Esta realidad refleja la gravedad de la crisis: aunque en algunos casos las personas desaparecidas logran ser encontradas con vida, existe una gran cantidad de situaciones en las que, lamentablemente, las víctimas no son localizadas. Ante esta severa problemática han surgido colectivos de madres buscadoras, mujeres que dedican gran parte de su vida a la búsqueda de fosas clandestinas y de los cuerpos de personas desaparecidas.

La violencia que se vive en el estado de Morelos es innegable. Se trata de un problema sistémico que se manifiesta de distintas formas, entre ellas la desaparición forzada.

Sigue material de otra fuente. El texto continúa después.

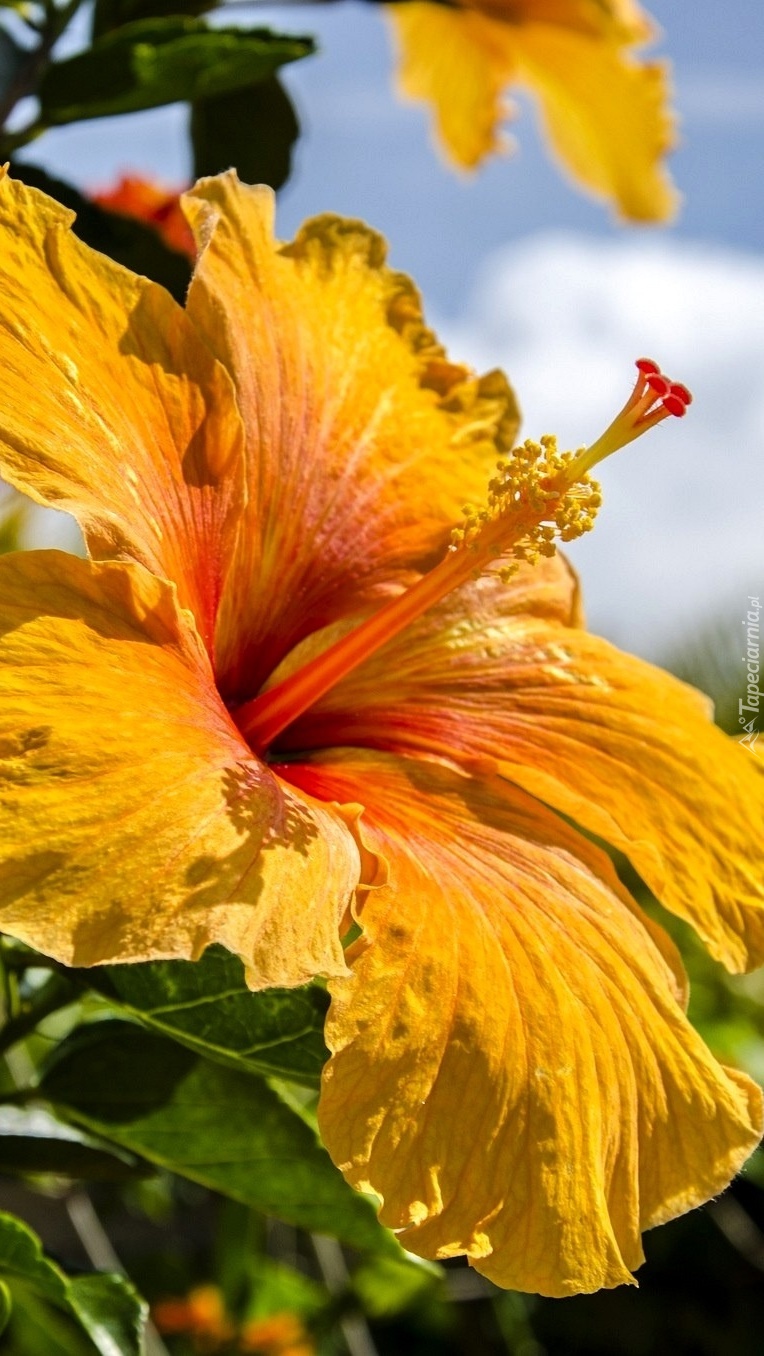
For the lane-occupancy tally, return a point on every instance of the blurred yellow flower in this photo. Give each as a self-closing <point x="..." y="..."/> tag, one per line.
<point x="274" y="703"/>
<point x="605" y="113"/>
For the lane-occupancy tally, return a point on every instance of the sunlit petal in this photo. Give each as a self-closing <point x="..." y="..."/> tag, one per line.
<point x="111" y="406"/>
<point x="363" y="438"/>
<point x="135" y="822"/>
<point x="512" y="1070"/>
<point x="618" y="745"/>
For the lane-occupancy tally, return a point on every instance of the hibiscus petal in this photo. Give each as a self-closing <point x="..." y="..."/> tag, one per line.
<point x="113" y="408"/>
<point x="135" y="822"/>
<point x="459" y="63"/>
<point x="605" y="114"/>
<point x="620" y="746"/>
<point x="512" y="1071"/>
<point x="363" y="437"/>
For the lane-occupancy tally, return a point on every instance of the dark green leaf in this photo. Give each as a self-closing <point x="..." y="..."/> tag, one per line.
<point x="106" y="1306"/>
<point x="11" y="61"/>
<point x="208" y="1006"/>
<point x="130" y="243"/>
<point x="159" y="61"/>
<point x="225" y="1130"/>
<point x="116" y="14"/>
<point x="33" y="1142"/>
<point x="253" y="129"/>
<point x="110" y="1311"/>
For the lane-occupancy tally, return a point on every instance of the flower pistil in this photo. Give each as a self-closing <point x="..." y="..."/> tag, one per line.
<point x="536" y="496"/>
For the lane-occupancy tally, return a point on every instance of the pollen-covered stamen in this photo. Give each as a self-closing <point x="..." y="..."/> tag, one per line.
<point x="653" y="399"/>
<point x="536" y="496"/>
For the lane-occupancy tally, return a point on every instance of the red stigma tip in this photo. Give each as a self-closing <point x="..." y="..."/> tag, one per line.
<point x="681" y="392"/>
<point x="673" y="404"/>
<point x="658" y="384"/>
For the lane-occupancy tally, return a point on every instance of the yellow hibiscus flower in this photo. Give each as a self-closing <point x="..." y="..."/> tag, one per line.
<point x="604" y="111"/>
<point x="204" y="739"/>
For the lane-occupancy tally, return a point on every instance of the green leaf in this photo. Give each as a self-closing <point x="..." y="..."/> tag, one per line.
<point x="11" y="61"/>
<point x="106" y="1306"/>
<point x="6" y="1305"/>
<point x="116" y="14"/>
<point x="223" y="1128"/>
<point x="129" y="243"/>
<point x="159" y="61"/>
<point x="31" y="1141"/>
<point x="253" y="129"/>
<point x="208" y="1006"/>
<point x="387" y="1286"/>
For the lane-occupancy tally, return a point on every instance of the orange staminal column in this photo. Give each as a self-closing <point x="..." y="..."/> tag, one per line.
<point x="538" y="495"/>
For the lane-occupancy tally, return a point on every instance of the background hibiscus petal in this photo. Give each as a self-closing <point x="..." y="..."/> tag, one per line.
<point x="113" y="408"/>
<point x="135" y="822"/>
<point x="620" y="746"/>
<point x="363" y="438"/>
<point x="605" y="114"/>
<point x="512" y="1071"/>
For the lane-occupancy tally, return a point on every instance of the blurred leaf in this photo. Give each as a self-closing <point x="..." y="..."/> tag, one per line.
<point x="4" y="1306"/>
<point x="253" y="129"/>
<point x="38" y="1329"/>
<point x="159" y="61"/>
<point x="11" y="60"/>
<point x="125" y="240"/>
<point x="206" y="1005"/>
<point x="388" y="1284"/>
<point x="711" y="659"/>
<point x="277" y="1288"/>
<point x="225" y="1130"/>
<point x="106" y="1306"/>
<point x="31" y="1141"/>
<point x="116" y="14"/>
<point x="12" y="514"/>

Para muchas familias, la realidad es profundamente dolorosa: no solo enfrentan la ausencia de sus seres queridos, sino también la incertidumbre de no saber qué ocurrió con ellos y, en muchos casos, la imposibilidad de despedirse.

Por ello, la sociedad mexicana debe mantener viva en su memoria colectiva la violencia de la que ha sido víctima. No para fomentar el miedo, sino para alimentar la indignación y exigir justicia. Episodios históricos como la llamada “guerra sucia”, la represión y la indiferencia de las autoridades no deben ser olvidados.

Recordar también es una forma de resistir y de empatizar. Mantener viva la memoria es una manera de exigir verdad, justicia y dignidad para quienes ya no están y para quienes aún siguen siendo buscados.